– Неужели вам все это не показалось странным?
– Что именно? То, как рухнули «башни-близнецы»? Да, я не уверен в вашей версии. Я не инженер и не…
– Не только это. А почему именно в это утро американские ВВС оказались не готовы? Почему именно в это утро система защиты воздушного пространства оказалась отключена? Почему эти атаки привели прямиком к столь необходимой и желанной войне?
– Карлос, неужели мне вам надо объяснять, что это разные вещи? Да, Буш воспользовался терактом как предлогом, как поводом к войне, которую уже давно хотел начать. Но ради этого обречь на смерть три тысячи мирных граждан? Не верю.
– Да, кажется, что это совсем разные вещи.
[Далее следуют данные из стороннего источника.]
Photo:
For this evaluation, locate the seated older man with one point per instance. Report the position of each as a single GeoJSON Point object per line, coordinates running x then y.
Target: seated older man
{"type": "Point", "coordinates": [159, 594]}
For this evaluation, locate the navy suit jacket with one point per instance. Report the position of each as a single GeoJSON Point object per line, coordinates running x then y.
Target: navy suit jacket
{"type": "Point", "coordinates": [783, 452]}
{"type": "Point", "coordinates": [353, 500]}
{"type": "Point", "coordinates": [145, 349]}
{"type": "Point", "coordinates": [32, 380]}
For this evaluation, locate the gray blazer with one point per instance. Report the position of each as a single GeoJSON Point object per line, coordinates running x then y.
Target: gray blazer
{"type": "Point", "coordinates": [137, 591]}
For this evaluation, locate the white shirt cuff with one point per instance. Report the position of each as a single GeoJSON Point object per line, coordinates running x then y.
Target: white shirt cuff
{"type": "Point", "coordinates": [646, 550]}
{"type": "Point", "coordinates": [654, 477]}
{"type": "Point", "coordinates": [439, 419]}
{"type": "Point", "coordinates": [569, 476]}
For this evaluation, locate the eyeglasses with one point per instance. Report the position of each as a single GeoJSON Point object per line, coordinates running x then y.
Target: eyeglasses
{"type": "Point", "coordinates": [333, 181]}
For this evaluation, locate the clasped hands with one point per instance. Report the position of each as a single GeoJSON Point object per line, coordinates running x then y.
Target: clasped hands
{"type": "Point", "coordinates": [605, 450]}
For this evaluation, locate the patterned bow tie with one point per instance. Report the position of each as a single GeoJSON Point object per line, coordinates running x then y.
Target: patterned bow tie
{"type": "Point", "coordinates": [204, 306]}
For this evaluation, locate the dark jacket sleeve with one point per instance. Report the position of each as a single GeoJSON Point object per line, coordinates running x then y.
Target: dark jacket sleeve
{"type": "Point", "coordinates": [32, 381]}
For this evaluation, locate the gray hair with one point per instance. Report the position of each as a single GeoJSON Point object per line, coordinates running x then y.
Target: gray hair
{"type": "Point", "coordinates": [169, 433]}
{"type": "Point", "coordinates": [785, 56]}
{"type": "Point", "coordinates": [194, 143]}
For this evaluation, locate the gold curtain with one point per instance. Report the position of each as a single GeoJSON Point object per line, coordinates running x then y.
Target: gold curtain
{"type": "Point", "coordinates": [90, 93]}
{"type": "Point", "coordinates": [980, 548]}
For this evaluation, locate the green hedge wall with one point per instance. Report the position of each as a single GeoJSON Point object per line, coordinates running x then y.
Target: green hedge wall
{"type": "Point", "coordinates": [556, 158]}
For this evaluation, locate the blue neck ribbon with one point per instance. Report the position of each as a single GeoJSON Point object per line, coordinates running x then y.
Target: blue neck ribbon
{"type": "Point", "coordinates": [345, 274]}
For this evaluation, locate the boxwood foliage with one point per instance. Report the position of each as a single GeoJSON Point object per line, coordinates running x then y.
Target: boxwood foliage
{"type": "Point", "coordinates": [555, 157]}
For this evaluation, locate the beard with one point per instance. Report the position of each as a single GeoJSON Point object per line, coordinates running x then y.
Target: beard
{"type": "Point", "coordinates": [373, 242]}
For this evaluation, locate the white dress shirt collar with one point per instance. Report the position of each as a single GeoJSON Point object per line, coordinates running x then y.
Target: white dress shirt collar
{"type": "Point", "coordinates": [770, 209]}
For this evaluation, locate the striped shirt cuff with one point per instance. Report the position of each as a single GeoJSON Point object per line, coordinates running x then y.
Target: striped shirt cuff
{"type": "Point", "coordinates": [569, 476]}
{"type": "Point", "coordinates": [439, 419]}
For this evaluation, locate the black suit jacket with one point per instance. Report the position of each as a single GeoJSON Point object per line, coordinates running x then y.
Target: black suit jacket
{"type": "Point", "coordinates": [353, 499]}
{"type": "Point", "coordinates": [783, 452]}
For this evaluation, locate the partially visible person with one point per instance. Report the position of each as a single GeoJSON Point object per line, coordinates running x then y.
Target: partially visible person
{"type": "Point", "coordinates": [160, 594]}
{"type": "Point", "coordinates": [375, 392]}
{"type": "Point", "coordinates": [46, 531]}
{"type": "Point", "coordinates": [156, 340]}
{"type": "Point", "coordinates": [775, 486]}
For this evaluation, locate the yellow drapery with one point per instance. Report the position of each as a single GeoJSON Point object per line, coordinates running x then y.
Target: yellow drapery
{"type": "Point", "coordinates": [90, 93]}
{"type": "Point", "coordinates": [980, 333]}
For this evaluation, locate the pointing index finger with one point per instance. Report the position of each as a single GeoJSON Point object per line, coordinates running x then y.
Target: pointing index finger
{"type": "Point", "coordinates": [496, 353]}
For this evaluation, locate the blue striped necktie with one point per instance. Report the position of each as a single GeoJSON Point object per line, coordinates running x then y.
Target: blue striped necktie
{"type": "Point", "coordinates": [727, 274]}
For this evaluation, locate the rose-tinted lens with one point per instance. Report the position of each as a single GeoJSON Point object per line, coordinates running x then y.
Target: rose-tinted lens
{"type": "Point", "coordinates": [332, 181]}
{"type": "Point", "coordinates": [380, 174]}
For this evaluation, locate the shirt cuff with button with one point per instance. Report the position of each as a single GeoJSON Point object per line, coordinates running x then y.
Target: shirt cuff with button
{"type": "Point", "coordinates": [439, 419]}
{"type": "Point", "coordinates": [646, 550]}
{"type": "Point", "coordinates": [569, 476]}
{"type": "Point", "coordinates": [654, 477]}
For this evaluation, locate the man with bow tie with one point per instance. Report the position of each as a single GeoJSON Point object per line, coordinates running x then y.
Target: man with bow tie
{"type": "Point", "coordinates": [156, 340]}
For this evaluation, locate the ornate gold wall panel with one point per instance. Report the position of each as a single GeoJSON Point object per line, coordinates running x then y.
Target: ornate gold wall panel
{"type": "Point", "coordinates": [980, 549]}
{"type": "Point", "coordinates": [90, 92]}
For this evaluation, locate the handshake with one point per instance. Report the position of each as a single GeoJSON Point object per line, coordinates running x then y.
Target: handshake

И политиков такого сорта можно поздравить с огромным успехом: они заставили нас поверить, будто речь идет о разных вещах, меж тем как это явления одного порядка. В наши дни только совсем наивный человек еще думает, что принцесса Диана погибла в автока- тастрофе.
– Принцесса Диана? А при чем же тут принцесса Диана?
– Только совсем наивный человек может не заметить сходства между ее гибелью и смертью Мерилин. Однако есть люди, видящие ясно и зорко.
– Да что за чушь вы городите! – окрысился я. – Ничего вы не видите, а просто дурью маетесь.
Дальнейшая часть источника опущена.